What are the powers and limitations of the Security Council’s with respect to jus cogens

The issue of enforcement is one of the main barriers to applying jus cogens to the Security Council. In Certain Expenses, when this topic was covered, Judge Morelli found that the Council had de facto “absolute legality” because no court system had been formed to hold it accountable.  The majority concluded that the presence of a judicial body was not necessary for the existence or application of jus cogens to the Security Council.

The enforcement issue

Given that the Security Council only started to become seriously active during the Cold War, it is not unexpected that the issue of enforcement against the Council has not been thoroughly investigated. The UN Charter was written with a series of clauses that, when taken together, would place some restrictions on the Council’s use of its authority.  The Council’s ability to make judgments is constrained by Articles 24, 25, and 39. However, because of their ambiguity, particularly Article 39, these rules have become ineffectual. Instead of states being utilised by the Security Council to advance international goals of peace and security, members now use the Security Council as a weapon to further their own national interests. It is reasonable to assume that the UN’s founders would not have expected the Security Council to use its authority in this manner. Enforcing jus cogens compliance is more crucial than ever because Security Council resolutions are no legal enforceability (under Articles 25 and 103) States might be required to carry out illegal Council instructions if there is no way to enforce the law.   This result is obviously unsatisfactory.
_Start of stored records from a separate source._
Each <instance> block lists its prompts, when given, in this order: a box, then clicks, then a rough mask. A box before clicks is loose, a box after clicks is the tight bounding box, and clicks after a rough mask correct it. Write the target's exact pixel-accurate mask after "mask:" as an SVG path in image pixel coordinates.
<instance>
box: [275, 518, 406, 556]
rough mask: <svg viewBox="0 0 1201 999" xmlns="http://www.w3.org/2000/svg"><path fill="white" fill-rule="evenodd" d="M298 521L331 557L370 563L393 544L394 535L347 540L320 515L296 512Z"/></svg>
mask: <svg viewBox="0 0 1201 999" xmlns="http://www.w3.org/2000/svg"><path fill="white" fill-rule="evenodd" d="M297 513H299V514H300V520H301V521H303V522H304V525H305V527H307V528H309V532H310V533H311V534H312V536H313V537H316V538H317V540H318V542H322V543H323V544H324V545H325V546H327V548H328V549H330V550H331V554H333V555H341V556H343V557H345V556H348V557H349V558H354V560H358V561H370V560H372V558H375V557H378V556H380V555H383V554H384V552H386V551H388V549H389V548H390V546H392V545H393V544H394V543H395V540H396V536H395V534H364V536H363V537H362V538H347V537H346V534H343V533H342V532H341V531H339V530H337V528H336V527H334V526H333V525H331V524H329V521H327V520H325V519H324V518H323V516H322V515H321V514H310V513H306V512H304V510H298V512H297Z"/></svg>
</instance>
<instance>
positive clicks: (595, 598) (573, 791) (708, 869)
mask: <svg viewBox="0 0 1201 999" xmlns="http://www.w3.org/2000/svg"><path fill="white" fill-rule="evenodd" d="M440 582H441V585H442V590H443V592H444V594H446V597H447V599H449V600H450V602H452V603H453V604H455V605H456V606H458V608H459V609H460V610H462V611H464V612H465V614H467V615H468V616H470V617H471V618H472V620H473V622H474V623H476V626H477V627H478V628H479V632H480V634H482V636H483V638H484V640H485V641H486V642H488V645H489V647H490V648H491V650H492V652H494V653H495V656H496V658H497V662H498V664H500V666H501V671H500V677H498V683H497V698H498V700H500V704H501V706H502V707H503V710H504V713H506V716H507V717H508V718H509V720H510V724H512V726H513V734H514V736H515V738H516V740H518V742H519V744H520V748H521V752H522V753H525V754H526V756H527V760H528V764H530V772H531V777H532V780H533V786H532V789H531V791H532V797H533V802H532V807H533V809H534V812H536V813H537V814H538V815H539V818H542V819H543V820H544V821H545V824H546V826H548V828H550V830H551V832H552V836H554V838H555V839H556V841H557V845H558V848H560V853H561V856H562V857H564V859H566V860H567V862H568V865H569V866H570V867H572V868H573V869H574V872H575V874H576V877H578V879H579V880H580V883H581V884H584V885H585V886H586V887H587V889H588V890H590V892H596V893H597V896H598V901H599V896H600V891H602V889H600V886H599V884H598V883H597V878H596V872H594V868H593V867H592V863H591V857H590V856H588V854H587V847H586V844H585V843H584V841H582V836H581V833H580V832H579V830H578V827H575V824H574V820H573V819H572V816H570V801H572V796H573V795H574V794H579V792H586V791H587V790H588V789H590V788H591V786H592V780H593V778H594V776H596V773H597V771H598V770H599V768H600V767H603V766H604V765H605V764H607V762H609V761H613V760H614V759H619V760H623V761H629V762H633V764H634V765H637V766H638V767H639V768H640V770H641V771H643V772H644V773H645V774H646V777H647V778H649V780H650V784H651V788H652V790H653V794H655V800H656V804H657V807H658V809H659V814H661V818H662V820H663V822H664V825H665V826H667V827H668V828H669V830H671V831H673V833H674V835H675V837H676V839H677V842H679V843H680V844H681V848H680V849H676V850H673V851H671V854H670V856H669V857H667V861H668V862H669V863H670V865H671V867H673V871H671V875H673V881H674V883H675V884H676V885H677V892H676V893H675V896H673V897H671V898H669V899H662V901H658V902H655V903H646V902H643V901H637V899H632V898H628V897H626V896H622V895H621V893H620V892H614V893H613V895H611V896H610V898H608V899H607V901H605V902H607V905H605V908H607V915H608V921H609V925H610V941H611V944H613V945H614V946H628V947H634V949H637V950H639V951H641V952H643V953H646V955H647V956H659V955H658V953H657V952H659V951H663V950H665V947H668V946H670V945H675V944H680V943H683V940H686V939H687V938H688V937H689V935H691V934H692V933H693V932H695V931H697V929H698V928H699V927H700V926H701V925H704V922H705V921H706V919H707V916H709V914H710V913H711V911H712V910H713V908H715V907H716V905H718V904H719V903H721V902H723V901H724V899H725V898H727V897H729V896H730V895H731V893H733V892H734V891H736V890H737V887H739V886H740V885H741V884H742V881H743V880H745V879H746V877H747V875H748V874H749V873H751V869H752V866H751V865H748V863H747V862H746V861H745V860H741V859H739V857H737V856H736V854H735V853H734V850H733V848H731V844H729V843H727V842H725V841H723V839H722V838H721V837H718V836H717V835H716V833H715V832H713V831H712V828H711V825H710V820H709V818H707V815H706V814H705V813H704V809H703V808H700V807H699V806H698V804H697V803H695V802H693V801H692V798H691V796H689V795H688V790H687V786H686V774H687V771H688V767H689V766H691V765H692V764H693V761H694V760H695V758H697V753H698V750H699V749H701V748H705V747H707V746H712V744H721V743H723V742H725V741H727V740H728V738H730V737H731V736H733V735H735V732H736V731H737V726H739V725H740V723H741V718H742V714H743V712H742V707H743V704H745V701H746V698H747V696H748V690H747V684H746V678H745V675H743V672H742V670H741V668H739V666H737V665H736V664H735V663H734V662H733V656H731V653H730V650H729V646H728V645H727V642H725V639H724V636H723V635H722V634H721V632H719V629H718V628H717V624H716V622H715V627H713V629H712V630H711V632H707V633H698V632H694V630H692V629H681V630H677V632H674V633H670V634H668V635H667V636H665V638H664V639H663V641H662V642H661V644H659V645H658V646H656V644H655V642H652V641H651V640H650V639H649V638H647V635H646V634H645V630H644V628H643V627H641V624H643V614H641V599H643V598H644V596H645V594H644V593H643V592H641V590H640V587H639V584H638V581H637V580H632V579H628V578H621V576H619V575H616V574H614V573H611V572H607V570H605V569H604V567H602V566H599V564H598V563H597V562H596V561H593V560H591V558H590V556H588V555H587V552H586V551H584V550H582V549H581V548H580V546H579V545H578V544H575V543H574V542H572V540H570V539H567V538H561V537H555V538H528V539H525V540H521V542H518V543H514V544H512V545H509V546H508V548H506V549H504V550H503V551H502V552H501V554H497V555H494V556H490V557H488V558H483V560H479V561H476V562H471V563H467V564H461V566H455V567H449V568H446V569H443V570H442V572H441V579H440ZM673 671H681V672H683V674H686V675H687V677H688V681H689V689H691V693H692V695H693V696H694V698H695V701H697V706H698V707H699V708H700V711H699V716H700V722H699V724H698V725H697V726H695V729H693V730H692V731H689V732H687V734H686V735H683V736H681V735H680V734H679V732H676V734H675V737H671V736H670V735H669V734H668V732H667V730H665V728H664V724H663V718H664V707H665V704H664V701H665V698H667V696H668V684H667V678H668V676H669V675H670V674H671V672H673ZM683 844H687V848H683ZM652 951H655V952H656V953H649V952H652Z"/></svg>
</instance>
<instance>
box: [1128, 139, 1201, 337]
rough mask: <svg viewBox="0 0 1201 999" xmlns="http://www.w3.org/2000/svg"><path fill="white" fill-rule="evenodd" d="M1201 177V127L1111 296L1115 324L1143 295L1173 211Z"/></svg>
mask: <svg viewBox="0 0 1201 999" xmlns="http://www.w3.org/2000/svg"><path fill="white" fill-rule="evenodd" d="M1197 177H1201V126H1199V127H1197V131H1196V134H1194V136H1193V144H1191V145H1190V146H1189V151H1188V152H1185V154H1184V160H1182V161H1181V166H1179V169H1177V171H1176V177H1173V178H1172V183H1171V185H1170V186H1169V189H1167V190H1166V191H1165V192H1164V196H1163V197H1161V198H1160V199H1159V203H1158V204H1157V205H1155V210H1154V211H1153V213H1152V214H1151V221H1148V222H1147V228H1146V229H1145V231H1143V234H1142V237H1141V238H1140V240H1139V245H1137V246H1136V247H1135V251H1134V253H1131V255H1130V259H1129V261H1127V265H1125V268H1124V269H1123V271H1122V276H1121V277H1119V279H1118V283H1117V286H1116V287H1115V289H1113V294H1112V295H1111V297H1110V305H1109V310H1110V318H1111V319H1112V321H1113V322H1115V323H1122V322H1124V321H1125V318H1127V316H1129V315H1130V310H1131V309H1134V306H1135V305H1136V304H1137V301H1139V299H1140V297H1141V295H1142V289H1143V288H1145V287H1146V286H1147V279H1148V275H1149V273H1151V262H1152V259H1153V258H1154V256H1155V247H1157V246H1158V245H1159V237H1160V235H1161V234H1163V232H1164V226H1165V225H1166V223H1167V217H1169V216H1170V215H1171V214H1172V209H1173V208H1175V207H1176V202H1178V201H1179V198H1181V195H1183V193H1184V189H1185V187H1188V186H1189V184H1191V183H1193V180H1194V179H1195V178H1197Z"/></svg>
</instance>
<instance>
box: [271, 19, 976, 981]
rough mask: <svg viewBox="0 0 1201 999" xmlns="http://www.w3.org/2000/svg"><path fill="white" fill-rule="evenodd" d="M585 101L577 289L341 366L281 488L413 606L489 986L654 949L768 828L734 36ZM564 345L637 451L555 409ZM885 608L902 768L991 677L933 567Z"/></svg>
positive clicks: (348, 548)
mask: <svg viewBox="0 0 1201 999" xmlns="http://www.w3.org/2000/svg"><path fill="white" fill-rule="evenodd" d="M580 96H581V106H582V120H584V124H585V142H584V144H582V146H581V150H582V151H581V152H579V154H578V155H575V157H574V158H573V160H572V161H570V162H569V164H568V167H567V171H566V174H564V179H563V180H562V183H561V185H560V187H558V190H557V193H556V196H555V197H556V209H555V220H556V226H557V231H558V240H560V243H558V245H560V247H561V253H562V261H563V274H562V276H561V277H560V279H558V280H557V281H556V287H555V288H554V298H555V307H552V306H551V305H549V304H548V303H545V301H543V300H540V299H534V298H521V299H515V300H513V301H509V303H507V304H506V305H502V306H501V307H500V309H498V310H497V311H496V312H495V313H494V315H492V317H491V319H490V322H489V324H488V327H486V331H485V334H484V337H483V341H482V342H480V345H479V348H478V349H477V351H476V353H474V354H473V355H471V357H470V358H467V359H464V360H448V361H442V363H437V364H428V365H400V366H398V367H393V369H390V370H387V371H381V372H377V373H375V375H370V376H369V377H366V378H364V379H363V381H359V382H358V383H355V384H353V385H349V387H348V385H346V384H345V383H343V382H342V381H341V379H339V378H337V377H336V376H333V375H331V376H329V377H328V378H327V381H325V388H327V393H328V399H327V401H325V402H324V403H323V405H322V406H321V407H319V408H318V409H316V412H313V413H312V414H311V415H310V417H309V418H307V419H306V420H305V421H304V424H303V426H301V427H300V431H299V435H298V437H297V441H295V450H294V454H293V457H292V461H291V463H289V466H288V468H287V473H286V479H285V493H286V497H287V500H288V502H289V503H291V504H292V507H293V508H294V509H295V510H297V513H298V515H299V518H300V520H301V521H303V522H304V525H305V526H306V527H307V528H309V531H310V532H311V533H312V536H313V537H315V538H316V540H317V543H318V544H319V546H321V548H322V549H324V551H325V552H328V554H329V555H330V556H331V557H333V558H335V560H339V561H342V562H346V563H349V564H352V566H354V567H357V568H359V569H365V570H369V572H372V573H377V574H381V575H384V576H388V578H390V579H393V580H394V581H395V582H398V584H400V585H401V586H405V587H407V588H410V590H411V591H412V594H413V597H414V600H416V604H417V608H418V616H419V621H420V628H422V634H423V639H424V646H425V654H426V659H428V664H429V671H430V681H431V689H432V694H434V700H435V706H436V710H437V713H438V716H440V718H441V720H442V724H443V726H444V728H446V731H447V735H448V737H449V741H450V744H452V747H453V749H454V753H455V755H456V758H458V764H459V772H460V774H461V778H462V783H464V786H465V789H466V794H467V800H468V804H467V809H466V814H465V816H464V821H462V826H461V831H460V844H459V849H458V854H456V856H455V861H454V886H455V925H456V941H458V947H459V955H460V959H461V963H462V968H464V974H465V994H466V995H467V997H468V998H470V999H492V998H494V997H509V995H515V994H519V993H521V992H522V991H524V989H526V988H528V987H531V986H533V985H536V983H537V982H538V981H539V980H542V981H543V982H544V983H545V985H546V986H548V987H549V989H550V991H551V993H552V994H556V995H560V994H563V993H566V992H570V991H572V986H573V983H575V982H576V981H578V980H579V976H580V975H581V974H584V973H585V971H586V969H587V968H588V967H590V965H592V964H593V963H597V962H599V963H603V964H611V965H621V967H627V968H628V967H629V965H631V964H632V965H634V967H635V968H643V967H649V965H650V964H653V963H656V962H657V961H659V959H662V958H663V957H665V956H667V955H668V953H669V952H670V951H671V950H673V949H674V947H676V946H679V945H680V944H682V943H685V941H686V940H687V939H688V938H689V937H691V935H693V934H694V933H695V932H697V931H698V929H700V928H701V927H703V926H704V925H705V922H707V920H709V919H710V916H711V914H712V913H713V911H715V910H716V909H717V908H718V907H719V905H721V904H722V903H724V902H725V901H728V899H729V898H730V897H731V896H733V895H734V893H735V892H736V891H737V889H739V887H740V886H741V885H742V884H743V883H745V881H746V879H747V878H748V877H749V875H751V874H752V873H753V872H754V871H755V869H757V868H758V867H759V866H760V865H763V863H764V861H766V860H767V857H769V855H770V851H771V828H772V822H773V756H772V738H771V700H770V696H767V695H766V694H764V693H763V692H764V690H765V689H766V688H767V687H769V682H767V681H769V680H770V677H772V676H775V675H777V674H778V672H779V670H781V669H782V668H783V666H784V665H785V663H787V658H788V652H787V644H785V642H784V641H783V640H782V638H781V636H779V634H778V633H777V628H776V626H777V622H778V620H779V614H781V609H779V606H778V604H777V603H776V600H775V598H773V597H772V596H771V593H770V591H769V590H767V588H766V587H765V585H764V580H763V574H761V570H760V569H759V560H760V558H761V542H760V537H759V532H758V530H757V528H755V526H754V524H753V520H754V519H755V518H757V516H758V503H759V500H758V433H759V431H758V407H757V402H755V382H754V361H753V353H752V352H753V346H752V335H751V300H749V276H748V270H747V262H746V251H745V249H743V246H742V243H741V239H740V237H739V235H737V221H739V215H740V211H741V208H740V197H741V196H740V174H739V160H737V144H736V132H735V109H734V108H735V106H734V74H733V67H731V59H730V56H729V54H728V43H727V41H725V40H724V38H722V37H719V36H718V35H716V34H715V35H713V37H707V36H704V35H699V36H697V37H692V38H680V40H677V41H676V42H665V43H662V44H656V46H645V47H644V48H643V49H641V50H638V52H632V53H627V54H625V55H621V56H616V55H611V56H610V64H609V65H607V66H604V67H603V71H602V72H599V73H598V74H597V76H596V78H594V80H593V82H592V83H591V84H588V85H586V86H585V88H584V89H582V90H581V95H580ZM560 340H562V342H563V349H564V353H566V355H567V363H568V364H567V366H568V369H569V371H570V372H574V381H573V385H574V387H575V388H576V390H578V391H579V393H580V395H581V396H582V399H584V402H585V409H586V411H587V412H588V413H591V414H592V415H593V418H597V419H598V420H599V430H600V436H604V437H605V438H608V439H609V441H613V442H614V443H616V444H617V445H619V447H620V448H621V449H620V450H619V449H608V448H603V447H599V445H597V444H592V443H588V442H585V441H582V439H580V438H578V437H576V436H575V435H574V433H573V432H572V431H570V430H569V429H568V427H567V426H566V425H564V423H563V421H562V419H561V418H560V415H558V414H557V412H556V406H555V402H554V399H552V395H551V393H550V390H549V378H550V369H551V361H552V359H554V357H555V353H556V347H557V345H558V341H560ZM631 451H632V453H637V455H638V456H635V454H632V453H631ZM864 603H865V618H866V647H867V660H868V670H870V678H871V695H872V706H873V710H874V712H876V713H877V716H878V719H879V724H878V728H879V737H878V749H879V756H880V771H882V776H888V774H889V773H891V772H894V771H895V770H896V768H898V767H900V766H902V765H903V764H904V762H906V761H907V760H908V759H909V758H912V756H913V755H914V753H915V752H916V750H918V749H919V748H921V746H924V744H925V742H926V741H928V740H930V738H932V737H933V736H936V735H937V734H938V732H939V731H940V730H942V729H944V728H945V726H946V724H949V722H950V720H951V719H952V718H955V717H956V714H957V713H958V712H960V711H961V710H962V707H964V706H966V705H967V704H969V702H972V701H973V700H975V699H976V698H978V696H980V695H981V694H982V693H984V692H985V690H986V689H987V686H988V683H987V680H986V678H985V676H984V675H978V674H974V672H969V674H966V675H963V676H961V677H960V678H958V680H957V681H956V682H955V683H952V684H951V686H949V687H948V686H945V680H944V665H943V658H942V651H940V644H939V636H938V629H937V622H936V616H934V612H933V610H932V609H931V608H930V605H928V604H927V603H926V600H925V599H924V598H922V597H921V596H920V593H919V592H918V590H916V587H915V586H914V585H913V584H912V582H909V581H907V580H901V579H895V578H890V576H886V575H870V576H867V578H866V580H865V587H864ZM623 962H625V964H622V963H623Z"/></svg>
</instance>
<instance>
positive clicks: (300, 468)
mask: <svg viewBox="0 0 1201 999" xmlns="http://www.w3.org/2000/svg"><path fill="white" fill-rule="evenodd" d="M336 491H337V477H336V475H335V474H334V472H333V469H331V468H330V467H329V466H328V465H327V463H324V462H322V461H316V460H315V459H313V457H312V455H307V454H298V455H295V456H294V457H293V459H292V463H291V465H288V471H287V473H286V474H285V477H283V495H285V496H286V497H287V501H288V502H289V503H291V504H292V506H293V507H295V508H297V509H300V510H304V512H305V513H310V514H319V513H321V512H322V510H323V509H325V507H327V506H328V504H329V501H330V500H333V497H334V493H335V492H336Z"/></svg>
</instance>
Determinations of invalidity and non-binding nature

It is commonly accepted that the ICJ’s judicial examination of the Security Council’s decisions would include a determination of a resolution’s legality. The review would serve as an impartial, substantive evaluation of the viability of a resolution, with a focus on court examination of any jus cogens norm violations. This raises the issue of how violations of jus cogens principles are void ab initio and how the ICJ is unable to render any decisions that are legally enforceable on the Security Council. The Court lacks the authority to declare a resolution unlawful since they lack the authority to render any conclusive legal judgments regarding actions that are ultra vires (outside the purview of the Security Council’s founding document).

Conclusion 

Jus cogens is a very significant principle of international law that, when applied properly, ensures the safeguarding of the most crucial values in the community of nations that make up the international system. Giving this idea genuine weight requires creating a standard by which to judge norms. Accepting jus cogens as a tool to defend the important principles and beliefs of the international community opens the door to a standard that can declare any international legal standard peremptory, provided it satisfies all the necessary criteria. This prevents the principle from having an overly narrow scope or becoming imprisoned in positive law. The Security Council can only be held to the rule of law if there is some sort of external accountability in place. It is not rational and has not been successful to rely on certain political aspects of the Security Council itself to serve as valid checks and balances. Important doubts are raised about the ICJ’s jurisdiction and the ability of states to decide whether something is legal on their own. Jus cogens clearly has legal significance. It is strong in principle and has a great deal of potential to be strong in practice. International law is, of course, such that what is described in theory may not necessarily be what happens in practice. Despite the effects of globalisation, states continue to act in their own national interests and occasionally deviate from accepted legal standards. This is not to suggest, however, that international law and thought cannot have any importance. Practice cannot progress without such influential work. Before it can be applied, the rule of law must be established.